Ces outils contribueront ainsi à évaluer la pertinence des objectifs fixés dans le CLS (est-ce que l’on répond aux besoins de santé prioritaires du territoire et à la réduction des inégalités sociales et territoriales de santé ?) et l’efficacité des actions.

L’évaluation devra être prévue conjointement par les signataires du CLS, avant la signature du contrat, et pourra ensuite être formalisée dans les fiches actions.

Un «kit méthodologique du contrat local de santé » peut être téléchargé sur le site de l’association Élus, santé publique et territoires. Ce kit est également disponible sur des sites d’agences régionales de santé, notamment celles d’Ile-de-France.

À première vue la démarche engagée par la ville parait intéressante.

Le diagnostic de santé réalisé pour la Ville par l’Observatoire régional de la santé (ORS) en 2005-2006 (cliquer ici)  pointait des éléments critiques : isolement, diabète, surpoids, obésité infantile... Celui finalisé en novembre 2011 (cliquez ici)  a permis  à la Ville de refaire le point sur les difficultés de santé et d’accès aux soins et les besoins de la population due à une grande précarité. En 2011, en regard de la situation de 2006, la pauvreté a continué de croître sur Vaulx-en-Velin. Un rapport de l’Insee (2010) indique que c’est la commune du Grand Lyon où tous les indicateurs de précarité (monétaire, emploi, difficultés familiales) atteignent leur valeur maximale. Depuis 2011, il n’y a pas eu de nouveau diagnostic, cependant les récentes statistiques de l’ORS, montrent que la population vaudaise est plus fragilisée que la moyenne métropolitaine et que depuis 2011 il n’y a pas de grandes améliorations. La politique menée par la ville en termes de santé n’a pas donné beaucoup de fruits.

http://www.balises-auvergne-rhone-alpes.org/pages/interrogation.php?bl=1&ba=11

En octobre 2015, La Ville a crée un Conseil local de santé mentale (CLSM) avec un poste de coordinateur financé à 90 % par l’Agence régionale de santé, 4 500 € à la charge de la Ville (plus de 700 Vaudais sont hospitalisés pour troubles mentaux chaque année) et annonçait un premier bilan en octobre 2016, bilan que nous n’avons jamais vu.

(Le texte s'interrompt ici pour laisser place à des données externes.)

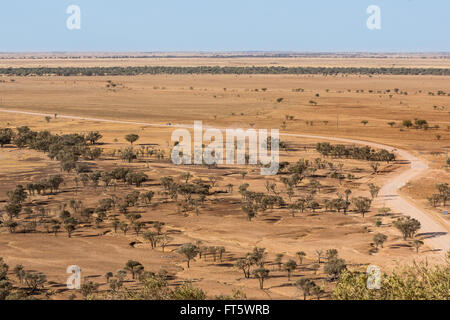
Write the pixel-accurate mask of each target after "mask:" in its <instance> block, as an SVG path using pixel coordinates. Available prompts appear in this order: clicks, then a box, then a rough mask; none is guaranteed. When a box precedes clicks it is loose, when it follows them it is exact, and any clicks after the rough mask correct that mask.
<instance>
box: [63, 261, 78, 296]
mask: <svg viewBox="0 0 450 320" xmlns="http://www.w3.org/2000/svg"><path fill="white" fill-rule="evenodd" d="M66 272H67V273H69V274H71V275H70V277H69V278H67V282H66V284H67V288H68V289H70V290H78V289H80V288H81V268H80V267H79V266H76V265H72V266H68V267H67V270H66Z"/></svg>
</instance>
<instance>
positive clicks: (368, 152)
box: [316, 142, 395, 163]
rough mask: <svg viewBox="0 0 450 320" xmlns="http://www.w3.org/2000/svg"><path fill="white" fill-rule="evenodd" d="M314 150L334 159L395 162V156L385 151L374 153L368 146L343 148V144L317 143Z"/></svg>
mask: <svg viewBox="0 0 450 320" xmlns="http://www.w3.org/2000/svg"><path fill="white" fill-rule="evenodd" d="M316 150H317V152H319V153H320V154H321V155H323V156H325V157H328V156H331V157H335V158H347V159H356V160H367V161H385V162H388V163H389V162H391V161H394V160H395V154H394V153H391V152H389V151H387V150H385V149H381V150H379V151H375V150H373V149H372V148H370V147H369V146H364V147H356V146H345V145H343V144H337V145H332V144H330V143H329V142H319V143H317V145H316Z"/></svg>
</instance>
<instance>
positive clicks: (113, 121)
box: [0, 109, 450, 256]
mask: <svg viewBox="0 0 450 320" xmlns="http://www.w3.org/2000/svg"><path fill="white" fill-rule="evenodd" d="M0 112H4V113H14V114H23V115H31V116H44V117H45V116H50V117H53V116H54V115H53V114H47V113H40V112H28V111H16V110H7V109H0ZM57 117H58V118H62V119H74V120H86V121H96V122H106V123H120V124H130V125H142V126H152V127H178V128H192V127H193V126H189V125H180V124H178V125H164V124H154V123H146V122H136V121H124V120H111V119H99V118H90V117H81V116H68V115H58V116H57ZM280 136H285V137H297V138H308V139H318V140H328V141H337V142H344V143H352V144H358V145H367V146H370V147H373V148H378V149H386V150H388V151H389V152H394V153H396V154H397V155H399V156H400V157H401V158H402V159H405V160H407V161H408V162H409V163H410V164H411V166H410V168H409V169H408V170H406V171H404V172H402V173H401V174H397V175H395V176H393V177H392V178H391V179H390V181H389V182H388V183H387V184H385V185H384V186H383V187H382V188H381V190H380V192H379V195H378V198H377V199H376V200H377V201H383V204H384V205H385V206H386V207H389V208H391V209H392V211H394V212H398V213H403V214H405V215H408V216H410V217H412V218H414V219H417V220H419V221H420V224H421V230H420V234H422V235H423V236H424V237H425V243H426V244H427V245H428V246H429V247H431V248H433V249H434V250H437V251H439V252H440V253H441V254H442V256H444V254H445V253H446V252H447V251H449V250H450V234H449V232H448V230H449V229H450V228H449V227H450V226H449V224H448V222H447V221H445V220H444V219H441V220H439V221H438V220H437V219H438V218H437V217H433V216H431V215H429V214H428V213H426V212H424V211H423V210H421V209H420V208H418V207H416V206H414V204H412V203H411V202H409V201H408V200H407V199H405V198H403V197H402V196H401V195H400V194H399V189H400V188H402V187H403V186H404V185H405V184H406V183H408V181H410V180H412V179H414V178H415V177H417V176H419V175H421V174H422V173H424V172H425V171H426V170H427V169H428V165H427V163H426V162H425V161H423V160H421V159H419V158H417V157H415V156H414V155H412V154H410V153H409V152H407V151H405V150H401V149H397V148H394V147H392V146H388V145H384V144H379V143H375V142H370V141H363V140H355V139H347V138H337V137H327V136H317V135H308V134H295V133H280Z"/></svg>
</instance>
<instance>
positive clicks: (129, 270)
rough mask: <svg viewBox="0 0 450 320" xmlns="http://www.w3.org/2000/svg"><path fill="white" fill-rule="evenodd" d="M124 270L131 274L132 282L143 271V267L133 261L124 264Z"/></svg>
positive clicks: (136, 262) (142, 266) (130, 261)
mask: <svg viewBox="0 0 450 320" xmlns="http://www.w3.org/2000/svg"><path fill="white" fill-rule="evenodd" d="M124 270H126V271H128V272H130V273H131V276H132V278H133V280H134V279H135V278H136V275H137V274H139V273H141V272H142V271H144V266H143V265H142V264H141V263H140V262H138V261H135V260H128V261H127V263H126V264H125V267H124Z"/></svg>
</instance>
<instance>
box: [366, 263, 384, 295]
mask: <svg viewBox="0 0 450 320" xmlns="http://www.w3.org/2000/svg"><path fill="white" fill-rule="evenodd" d="M366 273H367V274H368V275H369V277H368V278H367V283H366V285H367V289H369V290H379V289H381V269H380V267H378V266H374V265H370V266H368V267H367V271H366Z"/></svg>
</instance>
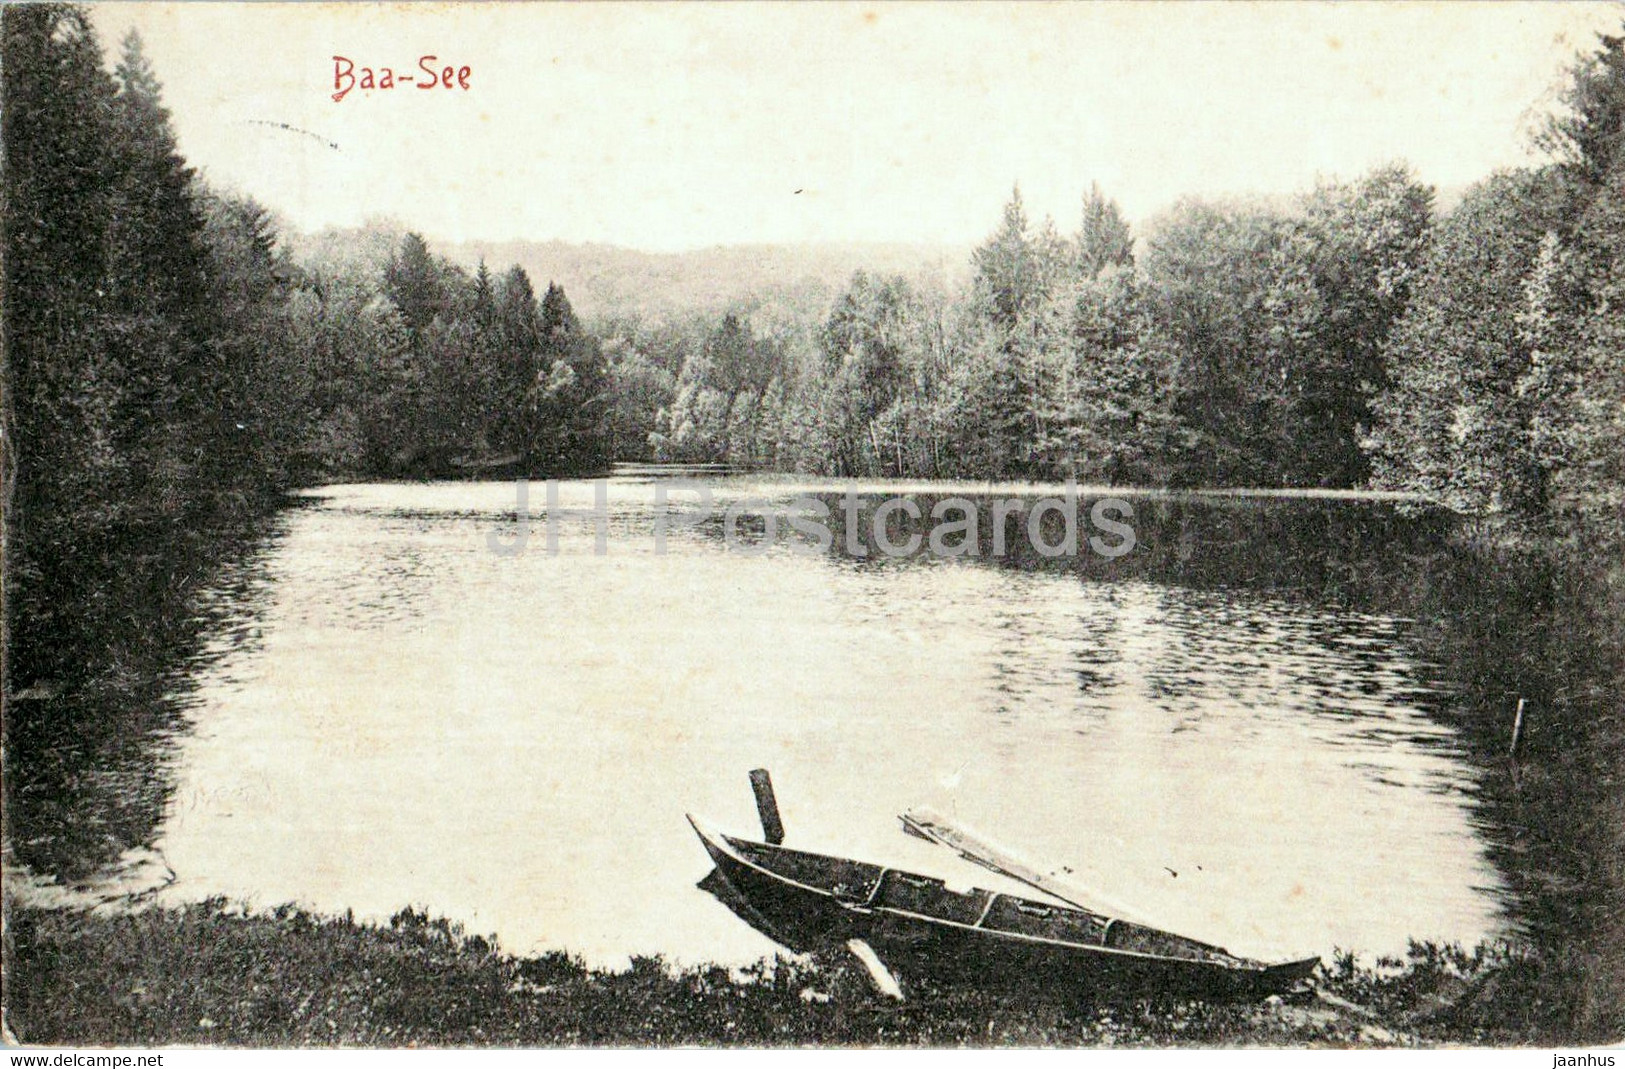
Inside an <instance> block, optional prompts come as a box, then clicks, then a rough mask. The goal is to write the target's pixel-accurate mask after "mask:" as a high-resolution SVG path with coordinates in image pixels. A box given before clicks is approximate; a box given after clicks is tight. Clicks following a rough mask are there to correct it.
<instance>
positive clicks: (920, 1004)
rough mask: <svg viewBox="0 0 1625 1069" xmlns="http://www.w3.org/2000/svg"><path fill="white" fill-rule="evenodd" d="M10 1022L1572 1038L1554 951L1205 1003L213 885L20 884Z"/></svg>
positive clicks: (1323, 969) (1343, 1042) (1409, 1043)
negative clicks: (1546, 1031) (90, 906)
mask: <svg viewBox="0 0 1625 1069" xmlns="http://www.w3.org/2000/svg"><path fill="white" fill-rule="evenodd" d="M5 950H6V955H5V960H6V970H5V972H6V1007H5V1009H6V1028H8V1030H10V1033H11V1037H15V1038H16V1040H18V1041H21V1043H29V1045H89V1043H98V1045H128V1046H158V1045H224V1046H507V1045H518V1046H554V1045H640V1046H647V1045H726V1046H803V1045H817V1046H838V1045H889V1046H1038V1045H1043V1046H1168V1045H1181V1046H1215V1045H1264V1046H1303V1045H1313V1046H1389V1045H1402V1046H1409V1045H1456V1043H1493V1045H1508V1043H1547V1045H1552V1043H1557V1041H1558V1040H1557V1038H1553V1037H1547V1035H1542V1032H1540V1019H1539V1014H1537V1012H1531V1011H1532V1009H1536V1007H1537V1002H1539V999H1537V998H1536V996H1534V994H1532V993H1534V991H1537V988H1539V970H1537V968H1536V967H1534V963H1532V962H1527V960H1523V959H1516V957H1510V955H1508V954H1505V952H1487V950H1479V952H1475V954H1462V952H1461V950H1454V949H1438V947H1414V949H1412V954H1410V959H1409V960H1407V962H1384V963H1380V965H1378V967H1376V968H1358V967H1355V965H1354V963H1352V962H1350V960H1347V959H1344V960H1339V962H1336V963H1332V965H1329V967H1323V970H1321V976H1319V978H1318V983H1319V986H1321V988H1323V989H1324V991H1328V993H1331V994H1332V996H1334V998H1339V999H1347V1001H1349V1002H1354V1004H1358V1006H1360V1007H1365V1012H1358V1011H1354V1009H1347V1007H1336V1006H1332V1004H1329V1002H1326V1001H1321V999H1316V998H1311V996H1310V998H1303V999H1297V998H1293V999H1289V1001H1282V999H1271V1001H1267V1002H1259V1004H1228V1006H1225V1004H1206V1002H1155V1001H1146V999H1141V1001H1133V1002H1121V1004H1111V1002H1107V1001H1084V999H1076V998H1072V999H1066V1001H1061V999H1056V998H1042V996H1027V998H1022V996H991V994H986V993H980V991H973V989H918V988H916V989H912V998H910V999H908V1001H905V1002H902V1004H897V1002H892V1001H889V999H884V998H882V996H877V994H876V993H874V991H873V989H871V988H869V986H868V981H866V980H864V978H863V975H861V972H860V970H858V968H856V967H850V965H847V962H845V960H843V959H832V960H817V959H814V960H811V962H803V960H795V962H791V960H783V959H778V960H772V962H762V963H759V965H756V967H751V968H746V970H726V968H721V967H705V968H682V970H676V968H669V967H668V965H666V963H663V962H661V960H658V959H635V960H634V962H632V967H630V968H629V970H624V972H604V970H593V968H587V967H585V965H583V963H582V962H580V960H577V959H572V957H567V955H562V954H546V955H541V957H513V955H509V954H504V952H502V950H500V949H499V947H497V946H494V942H492V941H489V939H484V937H479V936H466V934H465V933H461V931H460V929H458V928H457V926H453V924H448V923H445V921H442V920H432V918H429V916H426V915H423V913H418V911H413V910H403V911H401V913H398V915H397V916H395V918H393V920H392V921H390V923H388V924H361V923H356V921H353V920H351V918H323V916H314V915H310V913H306V911H301V910H294V908H280V910H276V911H273V913H265V915H252V916H245V915H244V913H241V911H237V910H234V908H229V907H228V905H226V903H224V902H221V900H215V902H206V903H202V905H195V907H187V908H174V910H159V908H151V910H143V911H135V913H89V911H83V910H65V908H41V907H32V905H21V903H18V902H15V900H13V902H10V903H8V908H6V928H5Z"/></svg>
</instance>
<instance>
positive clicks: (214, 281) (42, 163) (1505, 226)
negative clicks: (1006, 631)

En 2013 dans le cadre de MédiaVaulx,  je dressais un inventaire en matière de santé sur la ville et une analyse des actions municipales sous le mandat de Bernard Genin. Peu ou prou, en 2019 la situation n’a guère évolué. L’offre de soins primaires est préoccupante avec un scénario de possible pénurie relatif à la démographie médicale : 52 % des médecins généralistes ont aujourd’hui plus de 55 ans dixit la municipalité. Pire, il semble qu’une partie importante de la population vaudaise peine à accéder aux soins pour des problèmes financiers.

Comme sous le mandat de Bernard Genin, la ville émet des souhaits, aimerait faire des choses, mais il y a un problème d’efficacité et de difficulté à promouvoir des opportunités.

Nous rentrons dans une période électorale, il faut donc occuper le terrain mais on aurait pu mieux faire qu'un catalogue de voeux pieux surtout après 5 ans aux affaires.